Mike had since moved out of Ashtown and into a little place a stones throw from the market district. Not exactly a well-to-do part of town, but respectable enough, and a good deal safer than Ashtown, which was all Mike had really wanted.
Unfortunately, Hastur was going to have to leave it behind.
The chance that Count Tsarkaya was going to let things go with just a jail cell beating was quite slim from what Hastur could recall from Mike’s memories. The old man was nice enough when you were on his good side, but downright cruel when he felt he had been wronged by someone. The cruelty was only amplified if the one who had wronged him was someone the count considered below him, too.

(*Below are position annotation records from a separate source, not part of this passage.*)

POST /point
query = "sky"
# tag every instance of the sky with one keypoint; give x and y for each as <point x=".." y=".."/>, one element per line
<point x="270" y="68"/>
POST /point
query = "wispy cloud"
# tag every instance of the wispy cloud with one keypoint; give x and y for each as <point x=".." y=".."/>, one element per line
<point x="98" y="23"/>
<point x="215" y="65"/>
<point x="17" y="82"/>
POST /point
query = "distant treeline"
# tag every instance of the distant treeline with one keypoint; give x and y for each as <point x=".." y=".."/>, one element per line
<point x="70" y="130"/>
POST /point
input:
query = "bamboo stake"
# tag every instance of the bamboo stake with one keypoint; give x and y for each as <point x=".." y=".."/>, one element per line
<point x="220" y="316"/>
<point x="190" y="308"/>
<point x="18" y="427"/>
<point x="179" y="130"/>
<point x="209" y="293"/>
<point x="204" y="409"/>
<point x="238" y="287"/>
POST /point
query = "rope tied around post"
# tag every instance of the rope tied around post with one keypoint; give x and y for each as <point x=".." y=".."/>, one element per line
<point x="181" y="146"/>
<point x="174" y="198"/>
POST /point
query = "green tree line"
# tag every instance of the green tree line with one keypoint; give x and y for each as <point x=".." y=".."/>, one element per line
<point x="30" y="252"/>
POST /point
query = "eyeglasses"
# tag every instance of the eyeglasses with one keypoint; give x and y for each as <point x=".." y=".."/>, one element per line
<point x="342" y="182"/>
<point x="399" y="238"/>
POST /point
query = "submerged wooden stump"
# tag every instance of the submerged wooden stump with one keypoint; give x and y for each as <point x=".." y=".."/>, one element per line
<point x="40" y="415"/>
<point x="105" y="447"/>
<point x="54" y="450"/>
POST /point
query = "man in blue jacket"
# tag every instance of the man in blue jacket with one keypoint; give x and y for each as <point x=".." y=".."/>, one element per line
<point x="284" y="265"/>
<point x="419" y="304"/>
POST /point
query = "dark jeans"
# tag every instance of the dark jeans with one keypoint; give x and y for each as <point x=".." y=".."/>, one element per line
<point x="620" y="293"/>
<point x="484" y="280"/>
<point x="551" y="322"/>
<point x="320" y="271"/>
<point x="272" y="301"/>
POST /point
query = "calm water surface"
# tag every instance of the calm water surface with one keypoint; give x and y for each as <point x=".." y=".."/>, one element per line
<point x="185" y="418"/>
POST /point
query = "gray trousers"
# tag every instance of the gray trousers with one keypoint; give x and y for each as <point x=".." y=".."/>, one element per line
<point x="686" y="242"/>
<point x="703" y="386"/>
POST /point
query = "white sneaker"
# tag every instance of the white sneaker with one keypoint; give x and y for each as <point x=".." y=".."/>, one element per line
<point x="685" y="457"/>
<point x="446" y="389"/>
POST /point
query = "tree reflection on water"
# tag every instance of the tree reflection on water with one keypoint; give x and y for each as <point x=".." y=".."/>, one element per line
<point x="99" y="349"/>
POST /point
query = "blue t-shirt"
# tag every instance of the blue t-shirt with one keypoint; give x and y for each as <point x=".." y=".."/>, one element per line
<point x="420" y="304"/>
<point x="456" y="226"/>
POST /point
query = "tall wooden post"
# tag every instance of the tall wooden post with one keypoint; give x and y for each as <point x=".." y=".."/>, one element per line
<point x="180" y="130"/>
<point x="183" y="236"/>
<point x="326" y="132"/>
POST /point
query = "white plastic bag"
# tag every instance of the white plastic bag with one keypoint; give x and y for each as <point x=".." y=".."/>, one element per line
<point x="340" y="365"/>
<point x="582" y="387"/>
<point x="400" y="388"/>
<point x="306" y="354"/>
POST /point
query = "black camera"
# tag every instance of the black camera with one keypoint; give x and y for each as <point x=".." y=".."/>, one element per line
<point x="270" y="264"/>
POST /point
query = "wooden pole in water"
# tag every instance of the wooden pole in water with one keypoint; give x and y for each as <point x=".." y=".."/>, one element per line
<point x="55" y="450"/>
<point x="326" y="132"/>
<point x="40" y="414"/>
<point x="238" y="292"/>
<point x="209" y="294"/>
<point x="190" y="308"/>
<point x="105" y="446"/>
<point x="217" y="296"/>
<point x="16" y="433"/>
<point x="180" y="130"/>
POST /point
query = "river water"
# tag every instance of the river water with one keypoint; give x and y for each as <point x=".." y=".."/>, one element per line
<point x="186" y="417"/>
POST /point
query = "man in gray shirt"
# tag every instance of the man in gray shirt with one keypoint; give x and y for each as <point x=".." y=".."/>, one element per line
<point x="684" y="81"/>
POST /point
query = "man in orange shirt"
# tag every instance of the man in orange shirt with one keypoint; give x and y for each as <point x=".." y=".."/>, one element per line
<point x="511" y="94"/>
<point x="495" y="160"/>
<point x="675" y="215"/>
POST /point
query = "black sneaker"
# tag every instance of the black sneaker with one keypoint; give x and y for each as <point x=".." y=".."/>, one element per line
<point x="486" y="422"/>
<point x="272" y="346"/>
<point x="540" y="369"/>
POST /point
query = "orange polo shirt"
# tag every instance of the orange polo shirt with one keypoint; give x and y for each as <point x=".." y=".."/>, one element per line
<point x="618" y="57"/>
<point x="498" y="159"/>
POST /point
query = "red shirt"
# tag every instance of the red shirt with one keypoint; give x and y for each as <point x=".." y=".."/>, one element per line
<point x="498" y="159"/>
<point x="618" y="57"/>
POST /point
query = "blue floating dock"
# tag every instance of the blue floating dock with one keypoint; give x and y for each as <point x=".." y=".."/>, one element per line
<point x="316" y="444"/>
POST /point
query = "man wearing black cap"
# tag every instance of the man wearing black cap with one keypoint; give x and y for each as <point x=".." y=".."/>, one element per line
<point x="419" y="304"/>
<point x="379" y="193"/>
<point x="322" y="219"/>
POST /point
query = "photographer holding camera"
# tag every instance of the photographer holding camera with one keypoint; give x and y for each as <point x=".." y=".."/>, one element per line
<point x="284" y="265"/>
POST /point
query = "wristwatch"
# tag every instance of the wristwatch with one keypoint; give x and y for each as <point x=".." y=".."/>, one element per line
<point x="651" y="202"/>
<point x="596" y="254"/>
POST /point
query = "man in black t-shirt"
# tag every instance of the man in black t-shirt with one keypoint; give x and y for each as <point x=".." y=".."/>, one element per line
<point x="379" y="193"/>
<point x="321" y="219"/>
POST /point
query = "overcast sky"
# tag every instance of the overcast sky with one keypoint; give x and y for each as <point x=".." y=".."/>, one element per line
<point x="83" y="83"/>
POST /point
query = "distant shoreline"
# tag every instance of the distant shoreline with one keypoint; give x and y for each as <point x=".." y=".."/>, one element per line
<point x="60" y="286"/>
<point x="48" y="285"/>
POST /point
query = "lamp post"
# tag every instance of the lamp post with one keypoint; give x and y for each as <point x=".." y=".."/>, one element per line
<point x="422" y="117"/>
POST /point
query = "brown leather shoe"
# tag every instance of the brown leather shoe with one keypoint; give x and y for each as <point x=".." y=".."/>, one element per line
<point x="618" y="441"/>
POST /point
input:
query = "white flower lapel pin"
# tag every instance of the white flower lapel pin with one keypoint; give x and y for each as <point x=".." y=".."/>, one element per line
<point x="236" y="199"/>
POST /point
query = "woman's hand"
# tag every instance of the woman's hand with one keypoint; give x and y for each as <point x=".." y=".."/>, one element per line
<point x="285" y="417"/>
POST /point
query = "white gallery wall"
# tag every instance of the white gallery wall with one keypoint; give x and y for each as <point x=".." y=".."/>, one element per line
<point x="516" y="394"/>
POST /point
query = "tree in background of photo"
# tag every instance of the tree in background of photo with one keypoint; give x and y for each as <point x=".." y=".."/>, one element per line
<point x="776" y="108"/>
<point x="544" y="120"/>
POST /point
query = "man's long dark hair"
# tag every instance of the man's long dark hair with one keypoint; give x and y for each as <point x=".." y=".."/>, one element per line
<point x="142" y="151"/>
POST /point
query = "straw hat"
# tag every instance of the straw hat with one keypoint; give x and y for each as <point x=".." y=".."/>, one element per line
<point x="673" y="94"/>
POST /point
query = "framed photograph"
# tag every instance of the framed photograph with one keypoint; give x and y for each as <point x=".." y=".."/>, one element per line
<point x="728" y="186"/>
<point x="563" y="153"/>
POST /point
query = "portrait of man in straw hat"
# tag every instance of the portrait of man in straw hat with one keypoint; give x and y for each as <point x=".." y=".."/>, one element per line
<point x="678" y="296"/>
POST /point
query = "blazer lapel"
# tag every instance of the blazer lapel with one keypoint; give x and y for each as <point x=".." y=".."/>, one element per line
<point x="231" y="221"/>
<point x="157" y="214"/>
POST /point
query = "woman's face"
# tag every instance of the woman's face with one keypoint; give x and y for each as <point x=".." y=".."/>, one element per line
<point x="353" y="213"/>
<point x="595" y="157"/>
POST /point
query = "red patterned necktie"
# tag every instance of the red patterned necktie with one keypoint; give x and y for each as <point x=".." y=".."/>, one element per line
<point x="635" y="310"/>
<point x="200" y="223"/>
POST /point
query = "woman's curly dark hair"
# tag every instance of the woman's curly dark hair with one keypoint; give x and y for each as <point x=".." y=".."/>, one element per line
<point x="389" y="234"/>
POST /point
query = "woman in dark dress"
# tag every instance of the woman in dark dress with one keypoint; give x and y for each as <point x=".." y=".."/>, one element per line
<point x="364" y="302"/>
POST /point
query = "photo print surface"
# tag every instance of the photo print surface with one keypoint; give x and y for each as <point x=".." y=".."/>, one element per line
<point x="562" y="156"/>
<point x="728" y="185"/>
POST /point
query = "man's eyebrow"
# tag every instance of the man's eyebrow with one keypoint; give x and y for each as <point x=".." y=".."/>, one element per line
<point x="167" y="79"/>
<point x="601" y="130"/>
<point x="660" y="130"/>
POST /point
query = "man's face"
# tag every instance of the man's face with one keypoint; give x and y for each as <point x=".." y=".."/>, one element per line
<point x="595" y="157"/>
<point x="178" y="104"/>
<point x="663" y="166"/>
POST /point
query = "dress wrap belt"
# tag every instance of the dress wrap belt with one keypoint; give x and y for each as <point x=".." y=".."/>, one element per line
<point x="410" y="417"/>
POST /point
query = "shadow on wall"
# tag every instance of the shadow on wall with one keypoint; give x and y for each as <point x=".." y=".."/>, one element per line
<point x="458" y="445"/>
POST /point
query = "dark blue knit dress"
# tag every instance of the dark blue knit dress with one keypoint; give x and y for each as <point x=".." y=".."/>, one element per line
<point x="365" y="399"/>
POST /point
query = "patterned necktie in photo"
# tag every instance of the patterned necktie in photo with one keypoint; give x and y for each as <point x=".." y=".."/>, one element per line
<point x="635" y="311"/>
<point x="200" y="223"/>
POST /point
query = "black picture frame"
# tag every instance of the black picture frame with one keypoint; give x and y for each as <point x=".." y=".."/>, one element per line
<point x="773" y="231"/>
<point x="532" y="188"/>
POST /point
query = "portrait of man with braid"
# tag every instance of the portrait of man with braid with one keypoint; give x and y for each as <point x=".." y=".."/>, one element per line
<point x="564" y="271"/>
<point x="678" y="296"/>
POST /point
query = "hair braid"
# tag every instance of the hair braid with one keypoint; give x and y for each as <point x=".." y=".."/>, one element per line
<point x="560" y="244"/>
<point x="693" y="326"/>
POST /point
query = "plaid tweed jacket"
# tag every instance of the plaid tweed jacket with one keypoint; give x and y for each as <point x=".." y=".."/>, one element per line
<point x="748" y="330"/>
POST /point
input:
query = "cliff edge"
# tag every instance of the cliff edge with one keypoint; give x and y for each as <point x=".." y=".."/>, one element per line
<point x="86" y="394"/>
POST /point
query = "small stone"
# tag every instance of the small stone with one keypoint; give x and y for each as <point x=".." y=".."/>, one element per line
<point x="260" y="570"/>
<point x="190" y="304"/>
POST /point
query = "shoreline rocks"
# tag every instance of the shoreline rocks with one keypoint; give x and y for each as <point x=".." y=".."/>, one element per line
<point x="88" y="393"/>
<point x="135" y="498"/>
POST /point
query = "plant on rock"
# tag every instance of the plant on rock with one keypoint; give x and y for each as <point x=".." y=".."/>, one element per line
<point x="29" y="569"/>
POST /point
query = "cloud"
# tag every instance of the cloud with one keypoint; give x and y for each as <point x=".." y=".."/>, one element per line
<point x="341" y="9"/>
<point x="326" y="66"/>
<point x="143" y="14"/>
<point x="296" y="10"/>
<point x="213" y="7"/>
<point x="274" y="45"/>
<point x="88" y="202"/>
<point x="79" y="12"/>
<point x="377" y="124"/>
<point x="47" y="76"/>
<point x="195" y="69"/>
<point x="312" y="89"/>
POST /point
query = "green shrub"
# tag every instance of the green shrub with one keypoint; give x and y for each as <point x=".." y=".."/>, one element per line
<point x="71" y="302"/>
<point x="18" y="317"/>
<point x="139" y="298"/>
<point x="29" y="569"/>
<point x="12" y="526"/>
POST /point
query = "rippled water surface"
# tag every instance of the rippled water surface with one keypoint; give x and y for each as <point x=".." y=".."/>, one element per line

Something Hastur definitely was given his status as a failed Red Guard and a bastard son.
The houses here were quite small, all cramped together almost wall-to-wall in rambling rows, but they were tidy in their own way. Mike had made fairly decent coin working as the count’s librarian so he’d been able to afford renting a home all to himself and been quite pleased with the fact. Looking up at the place from the street, Hastur’s heart gave a little pang of sympathy for the man that had lived here. He remembered Mike’s pride when he’d settled in and made it his own after the unsteady start he’d made on landing in this strange new world.
There’d been many nights when Hastur had wondered just why he had wound up on Earth in another man’s body— and what had happened to that same man. Now he knew what had happened to Mike but the why of it all still remained a mystery…
Hastur shrugged off his pointless, circling thoughts and made his way up the creaking, wooden steps to the front door of Mike’s home. When he reached out to unlock it with the brass key in his pocket, however, his hand brushed the knob and he paused.
His skin buzzed subtly where his knuckles had come into contact with the cool brass fixture and Hastur immediately thought of Reeve Branimir. More specifically, he thought of that hair-raising feeling of raw potential— of something out of sight waiting to be wrought into a new form, waiting to be used.
Senses honed by years of living on the edge of the law and on the battlefield made Hastur withdraw his key without turning it then carefully press his fingertips to the knob, heart pounding.
Could it be? Was he really able to sense magic?
Hastur’s first instinct was to cast the idea immediately aside as impossible— while his father was a powerful magic user Hastur had never manifested any magic of his own and the ability to sense its presence was something even the most powerful casters spent decades trying to master. Most of them never did.
And yet…
Hastur withdrew his hand and went around to the back of the house where, according to Mike’s memories, there was a second door. He checked this one too and frowned when he felt the same warning tingle he had on the front. It didn’t take a caster to figure out someone must have left some sort of alarm spell on both entrances to the house— and Hastur knew for a fact it hadn’t been Mike’s doing.
The man grimaced and withdrew his hand. Just how pissed off is the count to drop the coin for a caster to put alarm spells on the door? Well, Mike was tumbling his wife, I guess…
So, ‘pretty pissed’ was probably the answer. Assuming this tell-tale tingling wasn’t all just a figment of Hastur’s imagination.
A healthy dose of paranoia had kept Hastur alive this long, however, so he decided to trust his instincts and turned to the nearby window instead. He found no sign of magic in its frame or glass when he touched it so he gave it a sharp bang along the left side where Mike’s memories told him there was a fault in the sealing around one of the panes. It popped free and tumbled onto the table below it, giving Hastur just enough space to stick his hand through to unlatch the window and open it wide.
Some undignified grunting and wiggling later and Hastur made it inside, hopefully without anyone the wiser.